Prodigy and producer/rapper partner Havoc joined forces in their teens and had a 23 year run as Mobb Deep that included three gold plaques, one platinum, and a string of singles indelibly embedded into the classic rap canon. Both members had significant solo releases as well, although their chemistry cemented them as an elite rap duo.

Prodigy was one of rap’s most potent lead off batters. He wrote like a fighter focused on knocking out his opponent with his first blow. Prodigy‘s body of work is a hall of fame of quotables delivered in his menacing deadpan.

“I’m only 19 but my mind is old, and when the things get for real my warm heart turns cold.”
“I put my lifetime in between the paper’s lines.”
“I break bread, ribs, $100 bills…”

And of course the line that starts Prodigy’s first verse on “Survival of the Fittest” from the group’s 1995 standard bearing album The Infamous is one of the most chilling.

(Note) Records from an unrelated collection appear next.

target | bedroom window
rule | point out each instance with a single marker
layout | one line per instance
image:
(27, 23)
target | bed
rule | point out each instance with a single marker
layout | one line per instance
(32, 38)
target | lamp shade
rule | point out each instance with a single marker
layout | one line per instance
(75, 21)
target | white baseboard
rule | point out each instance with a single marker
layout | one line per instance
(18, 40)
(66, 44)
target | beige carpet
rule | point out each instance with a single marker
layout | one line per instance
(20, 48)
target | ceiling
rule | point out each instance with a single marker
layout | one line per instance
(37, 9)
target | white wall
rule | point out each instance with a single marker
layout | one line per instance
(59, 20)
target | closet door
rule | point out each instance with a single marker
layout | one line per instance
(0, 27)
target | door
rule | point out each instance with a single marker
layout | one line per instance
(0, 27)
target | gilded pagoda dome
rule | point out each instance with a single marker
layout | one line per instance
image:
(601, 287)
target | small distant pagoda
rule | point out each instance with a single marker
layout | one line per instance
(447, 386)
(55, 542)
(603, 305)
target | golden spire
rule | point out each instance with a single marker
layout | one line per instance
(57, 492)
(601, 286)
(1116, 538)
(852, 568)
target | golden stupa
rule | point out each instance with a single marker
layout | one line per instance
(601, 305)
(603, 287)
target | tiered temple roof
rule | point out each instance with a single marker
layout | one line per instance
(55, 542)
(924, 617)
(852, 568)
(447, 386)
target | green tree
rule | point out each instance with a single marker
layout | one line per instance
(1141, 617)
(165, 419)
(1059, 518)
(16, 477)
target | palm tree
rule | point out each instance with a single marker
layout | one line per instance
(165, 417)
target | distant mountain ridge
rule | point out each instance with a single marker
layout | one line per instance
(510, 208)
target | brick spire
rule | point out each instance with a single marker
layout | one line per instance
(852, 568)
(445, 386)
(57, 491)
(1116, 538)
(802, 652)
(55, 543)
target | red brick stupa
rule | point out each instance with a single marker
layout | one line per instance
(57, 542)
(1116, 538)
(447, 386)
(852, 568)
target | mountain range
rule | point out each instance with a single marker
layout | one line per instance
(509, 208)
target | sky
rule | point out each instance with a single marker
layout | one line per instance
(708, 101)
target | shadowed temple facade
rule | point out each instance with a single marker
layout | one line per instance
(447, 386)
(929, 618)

“There’s a war going on outside, no man is safe from.”

Mobb Deep‘s work helped swing the pendulum back to New York as a gravitational center of the hip-hop world as the West Coast established its dominance with gangster rap in the early ’90s. Mobb Deep‘s sound and subject matter was definitely hardcore, but with an aesthetic shaped by the New York environment, particularly the duo’s home turf of Queensbridge. The sparse, ominous soundscapes reflected the environment of volatile summers and harsh winters in dense tenement blocks where the violent drug trade required a survival of the fittest ethos. Havoc and Prodigy‘s lyrics were at times weapons within, documentation of, and even pensive reflections about their world.

Song of the Day: Mobb Deep "Survival of the Fittest"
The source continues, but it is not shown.